There are no points outside the cook’s distance. Therefore the assumption of the linear model that there are no outliers while fitting the regression model is satisfied.
Conclusion
The descriptive statistics have aided in tracking the development in the African countries. The Descriptive analysis has helped us determine the countries in Africa which require Digital Development. The output has also helped clarify the specific areas that need improvement in Africa’s least developed countries. For example, Burundi, the least developed country in terms of GNI, has the highest school enrolment rate amongst these top 10 developing countries, which means that we should rule out initiating school development in the state of Burundi when we think of Digital development in the African countries. The descriptive statistics have also aided in determining the aggregate GDP, GNI, school enrolment rate, and the mean population in the state of Africa. Besides that, we have also been able to establish the country in the least developed countries in Africa, which country has the lowest population and the countries with the highest population. Moreover, the data has helped us build a regression model that we can always use to predict if we have variations in the other set of predictor variables defined initially. The GNI and GDP values of the least developed countries in Africa are so low compared to the GNI and GDP of the highly developed counties; thus, a lot needs to be done to initiate Digital Development in the least developed counties.
The predictive model, the multiple linear regression model, fit the entire subset of the 59 countries in the poorest states in AFRICA. When the model was included in Africa’s top ten most impoverished countries, the model’s output was statistically insignificant. The statistical model often performs well in a large dataset, but work is usually negligible when the model is fit in a small portion of data.
Furthermore, the data used in the analysis were collected in the year 2022 in the months of February which might not reflect the True population, GDP, GNI, and school enrolment rate amongst the African least developed African countries.
The descriptive statistics were evaluated on a small dataset; therefore, it might sound deceptive that the output above took place only on a small dataset when concluding and reporting the statistics.
Reference List
Adeola, O. and Evans, O., 2022. ICT, infrastructure, and tourism development in Africa.
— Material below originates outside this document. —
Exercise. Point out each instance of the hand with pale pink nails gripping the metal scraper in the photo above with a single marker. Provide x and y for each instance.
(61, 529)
Tourism Economics, 26(1), pp.97-114.Bright, M., 2022. Heavily indebted developing countries (HIPC) | Data. [online] Data.worldbank.org. Available at: <https://data.worldbank.org/region/heavily-indebted-poor-countries-hipc> [Accessed 6 April 2022]..
Adesina, M.A. and Ayorinde, T., 2022. From Africa to the World: Reimagining Africa’s research capacity and culture in the global knowledge economy. Journal of Global Health, 10(1).